At age 17, world-renowned religious scholar Karen Armstrong entered a Roman Catholic convent. From the start, Armstrong says she had trouble adjusting to the strict lifestyle that included periods of complete silence, mandatory needlework and sacred rituals. "It was the old way of doing things," Armstrong says in the above video from "Super Soul Sunday."
Still, there was one sister at the convent who had a lifelong impact on her. Though Armstrong says she was dying of cancer, she was "one of the kindest people I've ever known."
Before she passed, Armstrong went to say her goodbyes. "And she called me back, and I knelt beside the bed and she said, 'Sister, I want to tell you something,'" Armstrong recalls. "She said, 'When you came here, I was told you were going to be a problem. I want you to know that I have never found you a difficulty at all. You are a good girl, sister. And don't forget I told you so."

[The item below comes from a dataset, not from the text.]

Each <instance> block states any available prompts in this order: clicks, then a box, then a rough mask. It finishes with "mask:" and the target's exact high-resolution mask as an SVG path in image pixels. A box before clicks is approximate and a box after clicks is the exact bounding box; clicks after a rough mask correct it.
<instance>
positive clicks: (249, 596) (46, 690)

A lifetime later, Armstrong says she's never forgotten those words. "And sometimes when things were really, really dire after I left, and I had many dark years, I remembered that," she says.
What struck Armstrong was how a few simple words of kindness can carry so much power. "Ten minutes later she'd have forgotten all about it, but I've never forgotten," she says. "And it was a lesson to me. We can all do that for somebody, every day."
"That is a great lesson," Oprah says.